Sergeant Duckworth looked at Yancey. "You—"
"Me?"
"That's right Follow me out; do what I do; make as little noise as you can.—I'm takin' him to the place, sir," Sergeant Duckworth explained to Dr. Fell. "He'll be right on hand for the action."
"What action?" demanded Yancey.
"Hard to tell, ain't it? Now, then; this lady and you two others. Count slow up to fifty, then follow us. Go out the side door, and up the three little steps to the edge of the playground. But don't go no further; stay there and watch. Ain' no danger to the lady; ain' no danger to anybody. You'll be hardly more'n a hundred feet from the place; you'll see everything when the lights go on. O.K.?"
"When I came in here," Dr. Fell said heavily, "there was moonlight of a sort. Won't we be seen?"
"Not a chance, sir. Sky's clouded over; it's as black as your hat. Wind gettin' up too; there'll be rain before the night's over."
"Dark of the moon, eh? Will it do any harm to talk?"
"Talk if you want to; just don't talk loud. Then, when you get word there's somebody in sight do
n't talk and don't move either. O.K., then? Mr. Beale, let's go."
Clearly feeling less sick with something to occupy him, Yancey followed Sergeant Duckworth and was gone. A few moments later Alan, who had been counting in his head as the others were counting, could restrain himself no longer.
"Dr. Fell," he said, "Sergeant Duckworth kept referring to 'the place.' What place?"
In leisurely fashion Dr. Fell took up his stick from the teacher's desk.
"The place in question—twenty-one, twenty-two, twenty-three—is the junk-yard some forty yards west of this building." He looked at Camilla. "That junk-yard, Miss Bruce, figures not unimportantly in our problem.
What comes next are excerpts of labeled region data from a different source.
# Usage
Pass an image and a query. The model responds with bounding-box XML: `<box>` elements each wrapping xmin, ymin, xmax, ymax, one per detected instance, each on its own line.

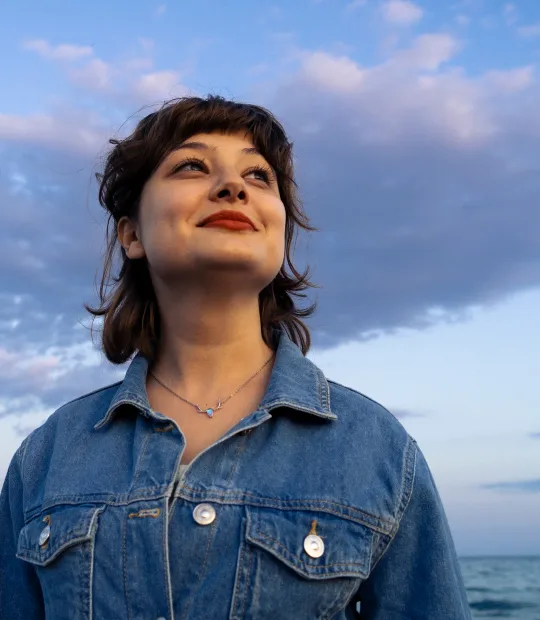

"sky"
<box><xmin>0</xmin><ymin>0</ymin><xmax>540</xmax><ymax>555</ymax></box>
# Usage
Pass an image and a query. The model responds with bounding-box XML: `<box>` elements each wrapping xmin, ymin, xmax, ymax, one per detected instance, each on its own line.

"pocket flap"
<box><xmin>17</xmin><ymin>505</ymin><xmax>104</xmax><ymax>566</ymax></box>
<box><xmin>246</xmin><ymin>508</ymin><xmax>373</xmax><ymax>579</ymax></box>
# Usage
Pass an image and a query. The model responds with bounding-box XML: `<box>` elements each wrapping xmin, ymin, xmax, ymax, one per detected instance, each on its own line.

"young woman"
<box><xmin>0</xmin><ymin>97</ymin><xmax>470</xmax><ymax>620</ymax></box>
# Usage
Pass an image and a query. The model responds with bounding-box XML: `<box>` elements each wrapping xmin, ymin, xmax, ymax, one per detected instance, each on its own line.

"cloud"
<box><xmin>0</xmin><ymin>33</ymin><xmax>540</xmax><ymax>415</ymax></box>
<box><xmin>482</xmin><ymin>478</ymin><xmax>540</xmax><ymax>493</ymax></box>
<box><xmin>517</xmin><ymin>22</ymin><xmax>540</xmax><ymax>39</ymax></box>
<box><xmin>131</xmin><ymin>71</ymin><xmax>186</xmax><ymax>101</ymax></box>
<box><xmin>70</xmin><ymin>58</ymin><xmax>116</xmax><ymax>91</ymax></box>
<box><xmin>503</xmin><ymin>2</ymin><xmax>517</xmax><ymax>26</ymax></box>
<box><xmin>23</xmin><ymin>39</ymin><xmax>94</xmax><ymax>62</ymax></box>
<box><xmin>485</xmin><ymin>65</ymin><xmax>534</xmax><ymax>93</ymax></box>
<box><xmin>346</xmin><ymin>0</ymin><xmax>367</xmax><ymax>11</ymax></box>
<box><xmin>382</xmin><ymin>0</ymin><xmax>424</xmax><ymax>26</ymax></box>
<box><xmin>455</xmin><ymin>13</ymin><xmax>471</xmax><ymax>27</ymax></box>
<box><xmin>0</xmin><ymin>109</ymin><xmax>110</xmax><ymax>154</ymax></box>
<box><xmin>391</xmin><ymin>407</ymin><xmax>425</xmax><ymax>420</ymax></box>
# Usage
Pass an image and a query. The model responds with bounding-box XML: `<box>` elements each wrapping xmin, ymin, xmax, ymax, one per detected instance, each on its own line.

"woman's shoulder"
<box><xmin>21</xmin><ymin>381</ymin><xmax>122</xmax><ymax>454</ymax></box>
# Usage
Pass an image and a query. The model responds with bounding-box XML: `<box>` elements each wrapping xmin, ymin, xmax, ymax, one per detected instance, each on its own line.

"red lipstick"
<box><xmin>198</xmin><ymin>209</ymin><xmax>257</xmax><ymax>230</ymax></box>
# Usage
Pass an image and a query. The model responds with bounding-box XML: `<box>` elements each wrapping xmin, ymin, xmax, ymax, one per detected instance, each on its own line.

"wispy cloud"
<box><xmin>382</xmin><ymin>0</ymin><xmax>424</xmax><ymax>26</ymax></box>
<box><xmin>23</xmin><ymin>39</ymin><xmax>94</xmax><ymax>62</ymax></box>
<box><xmin>391</xmin><ymin>407</ymin><xmax>425</xmax><ymax>419</ymax></box>
<box><xmin>503</xmin><ymin>2</ymin><xmax>518</xmax><ymax>26</ymax></box>
<box><xmin>485</xmin><ymin>65</ymin><xmax>534</xmax><ymax>93</ymax></box>
<box><xmin>482</xmin><ymin>478</ymin><xmax>540</xmax><ymax>493</ymax></box>
<box><xmin>517</xmin><ymin>22</ymin><xmax>540</xmax><ymax>39</ymax></box>
<box><xmin>347</xmin><ymin>0</ymin><xmax>367</xmax><ymax>11</ymax></box>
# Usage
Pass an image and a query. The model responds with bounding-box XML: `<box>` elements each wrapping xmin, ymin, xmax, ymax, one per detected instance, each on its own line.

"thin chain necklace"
<box><xmin>148</xmin><ymin>353</ymin><xmax>274</xmax><ymax>418</ymax></box>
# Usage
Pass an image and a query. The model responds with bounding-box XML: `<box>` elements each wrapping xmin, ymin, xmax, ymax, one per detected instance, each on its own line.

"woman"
<box><xmin>0</xmin><ymin>97</ymin><xmax>470</xmax><ymax>620</ymax></box>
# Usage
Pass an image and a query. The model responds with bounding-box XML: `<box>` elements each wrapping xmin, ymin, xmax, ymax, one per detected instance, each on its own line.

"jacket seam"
<box><xmin>58</xmin><ymin>379</ymin><xmax>124</xmax><ymax>411</ymax></box>
<box><xmin>327</xmin><ymin>379</ymin><xmax>399</xmax><ymax>422</ymax></box>
<box><xmin>371</xmin><ymin>438</ymin><xmax>418</xmax><ymax>571</ymax></box>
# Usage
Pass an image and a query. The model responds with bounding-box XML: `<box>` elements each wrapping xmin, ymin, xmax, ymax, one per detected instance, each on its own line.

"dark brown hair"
<box><xmin>85</xmin><ymin>95</ymin><xmax>315</xmax><ymax>364</ymax></box>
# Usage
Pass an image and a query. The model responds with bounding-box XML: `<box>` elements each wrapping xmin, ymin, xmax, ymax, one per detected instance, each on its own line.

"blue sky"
<box><xmin>0</xmin><ymin>0</ymin><xmax>540</xmax><ymax>554</ymax></box>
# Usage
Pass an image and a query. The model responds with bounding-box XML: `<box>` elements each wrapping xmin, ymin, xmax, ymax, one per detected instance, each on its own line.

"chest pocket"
<box><xmin>17</xmin><ymin>505</ymin><xmax>104</xmax><ymax>620</ymax></box>
<box><xmin>230</xmin><ymin>508</ymin><xmax>374</xmax><ymax>620</ymax></box>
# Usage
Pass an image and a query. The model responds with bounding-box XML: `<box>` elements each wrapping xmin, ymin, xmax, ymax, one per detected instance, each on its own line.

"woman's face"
<box><xmin>118</xmin><ymin>133</ymin><xmax>285</xmax><ymax>292</ymax></box>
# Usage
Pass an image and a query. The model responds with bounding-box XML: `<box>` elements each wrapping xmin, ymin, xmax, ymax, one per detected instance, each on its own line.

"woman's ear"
<box><xmin>116</xmin><ymin>216</ymin><xmax>146</xmax><ymax>259</ymax></box>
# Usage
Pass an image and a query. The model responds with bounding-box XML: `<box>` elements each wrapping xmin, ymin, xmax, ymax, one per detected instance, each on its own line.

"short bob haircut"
<box><xmin>84</xmin><ymin>95</ymin><xmax>316</xmax><ymax>364</ymax></box>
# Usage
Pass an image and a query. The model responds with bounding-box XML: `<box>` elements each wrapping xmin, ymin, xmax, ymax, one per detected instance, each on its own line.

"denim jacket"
<box><xmin>0</xmin><ymin>330</ymin><xmax>471</xmax><ymax>620</ymax></box>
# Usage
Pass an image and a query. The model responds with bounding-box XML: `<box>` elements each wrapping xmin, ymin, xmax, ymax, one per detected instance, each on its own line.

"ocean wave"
<box><xmin>470</xmin><ymin>599</ymin><xmax>538</xmax><ymax>617</ymax></box>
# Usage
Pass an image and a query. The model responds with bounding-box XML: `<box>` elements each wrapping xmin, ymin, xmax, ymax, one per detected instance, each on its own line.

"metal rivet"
<box><xmin>304</xmin><ymin>534</ymin><xmax>324</xmax><ymax>558</ymax></box>
<box><xmin>193</xmin><ymin>504</ymin><xmax>216</xmax><ymax>525</ymax></box>
<box><xmin>39</xmin><ymin>525</ymin><xmax>51</xmax><ymax>547</ymax></box>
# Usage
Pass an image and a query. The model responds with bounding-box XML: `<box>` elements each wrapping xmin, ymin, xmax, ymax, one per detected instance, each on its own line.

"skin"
<box><xmin>117</xmin><ymin>133</ymin><xmax>286</xmax><ymax>432</ymax></box>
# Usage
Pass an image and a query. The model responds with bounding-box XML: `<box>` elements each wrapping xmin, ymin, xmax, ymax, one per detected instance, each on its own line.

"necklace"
<box><xmin>148</xmin><ymin>354</ymin><xmax>274</xmax><ymax>418</ymax></box>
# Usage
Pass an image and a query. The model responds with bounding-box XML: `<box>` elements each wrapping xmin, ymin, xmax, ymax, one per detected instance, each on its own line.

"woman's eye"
<box><xmin>247</xmin><ymin>168</ymin><xmax>270</xmax><ymax>183</ymax></box>
<box><xmin>173</xmin><ymin>159</ymin><xmax>204</xmax><ymax>174</ymax></box>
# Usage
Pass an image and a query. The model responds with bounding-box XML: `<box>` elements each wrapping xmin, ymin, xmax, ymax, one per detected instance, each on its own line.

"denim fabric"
<box><xmin>0</xmin><ymin>331</ymin><xmax>470</xmax><ymax>620</ymax></box>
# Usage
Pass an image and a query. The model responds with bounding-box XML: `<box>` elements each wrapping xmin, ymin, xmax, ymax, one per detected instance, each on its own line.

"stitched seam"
<box><xmin>25</xmin><ymin>494</ymin><xmax>395</xmax><ymax>535</ymax></box>
<box><xmin>371</xmin><ymin>442</ymin><xmax>418</xmax><ymax>570</ymax></box>
<box><xmin>131</xmin><ymin>433</ymin><xmax>152</xmax><ymax>488</ymax></box>
<box><xmin>233</xmin><ymin>525</ymin><xmax>247</xmax><ymax>617</ymax></box>
<box><xmin>182</xmin><ymin>521</ymin><xmax>217</xmax><ymax>619</ymax></box>
<box><xmin>241</xmin><ymin>532</ymin><xmax>255</xmax><ymax>618</ymax></box>
<box><xmin>88</xmin><ymin>510</ymin><xmax>100</xmax><ymax>620</ymax></box>
<box><xmin>122</xmin><ymin>510</ymin><xmax>131</xmax><ymax>620</ymax></box>
<box><xmin>163</xmin><ymin>499</ymin><xmax>174</xmax><ymax>620</ymax></box>
<box><xmin>182</xmin><ymin>494</ymin><xmax>394</xmax><ymax>534</ymax></box>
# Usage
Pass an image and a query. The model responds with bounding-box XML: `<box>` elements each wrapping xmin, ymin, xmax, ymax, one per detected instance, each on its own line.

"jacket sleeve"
<box><xmin>0</xmin><ymin>443</ymin><xmax>45</xmax><ymax>620</ymax></box>
<box><xmin>359</xmin><ymin>447</ymin><xmax>471</xmax><ymax>620</ymax></box>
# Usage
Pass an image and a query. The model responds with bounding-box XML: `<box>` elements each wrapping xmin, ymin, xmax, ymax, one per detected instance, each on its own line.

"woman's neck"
<box><xmin>148</xmin><ymin>295</ymin><xmax>273</xmax><ymax>400</ymax></box>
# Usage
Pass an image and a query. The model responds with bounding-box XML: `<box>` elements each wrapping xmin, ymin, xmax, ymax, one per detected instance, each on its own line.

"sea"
<box><xmin>461</xmin><ymin>557</ymin><xmax>540</xmax><ymax>620</ymax></box>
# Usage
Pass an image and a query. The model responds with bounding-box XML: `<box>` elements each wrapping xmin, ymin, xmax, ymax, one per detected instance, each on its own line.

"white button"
<box><xmin>193</xmin><ymin>504</ymin><xmax>216</xmax><ymax>525</ymax></box>
<box><xmin>304</xmin><ymin>534</ymin><xmax>324</xmax><ymax>558</ymax></box>
<box><xmin>39</xmin><ymin>525</ymin><xmax>51</xmax><ymax>547</ymax></box>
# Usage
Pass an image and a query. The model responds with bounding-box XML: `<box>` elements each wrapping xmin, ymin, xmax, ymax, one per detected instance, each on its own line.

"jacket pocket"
<box><xmin>230</xmin><ymin>508</ymin><xmax>374</xmax><ymax>620</ymax></box>
<box><xmin>17</xmin><ymin>504</ymin><xmax>104</xmax><ymax>620</ymax></box>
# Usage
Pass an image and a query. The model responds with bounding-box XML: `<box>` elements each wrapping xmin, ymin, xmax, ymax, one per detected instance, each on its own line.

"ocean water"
<box><xmin>461</xmin><ymin>557</ymin><xmax>540</xmax><ymax>620</ymax></box>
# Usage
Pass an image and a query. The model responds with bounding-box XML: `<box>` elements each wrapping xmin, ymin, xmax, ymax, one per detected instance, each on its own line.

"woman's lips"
<box><xmin>202</xmin><ymin>219</ymin><xmax>253</xmax><ymax>230</ymax></box>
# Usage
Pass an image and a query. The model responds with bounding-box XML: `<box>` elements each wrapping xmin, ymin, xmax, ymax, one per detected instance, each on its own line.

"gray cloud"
<box><xmin>482</xmin><ymin>478</ymin><xmax>540</xmax><ymax>493</ymax></box>
<box><xmin>0</xmin><ymin>36</ymin><xmax>540</xmax><ymax>415</ymax></box>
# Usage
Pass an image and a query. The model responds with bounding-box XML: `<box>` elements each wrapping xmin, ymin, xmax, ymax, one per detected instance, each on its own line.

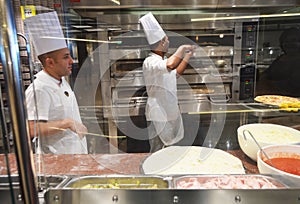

Don't scorn the junk-yard, I beg."
"If you mean I was sniffy about it to Captain Ashcroft, I'm not saying anything at all. But Alan is absolutely bursting with questions; aren't you, Alan?"
"Yes! You yourself, Magister, keep referring to a method of murder you call a death-trap. Are we supposed to understand this method by thinking of Edgar Allan Poe?"
"If we think of him in relation to The Gold Bug. What happens in that story?"
"An eccentric character named Legrand solves a cryptogram that leads to buried treasure."
Dr. Fell finished counting to fifty. He lumbered to the glass-panelled door, with Alan and Camilla following. They were all in the corridor, and Dr. Fell had bent forward to open the side door, when he spoke again.
"Don't stop there; go on! Having solved the cryptogram, what does Legrand do?"
" 'A good glass in the bishop's hostel in the devil's seat.' The 'good glass' is a telescope. He—"
Once outside the door, all mist was gone before a damp wind raking from the south. Nor had Sergeant Duckworth exaggerated the darkness, a palpable force. They all stumbled on the little steps leading up to ground-level. When they gathered together at the top, with Alan's arm round Camilla, whispers flew back and forth.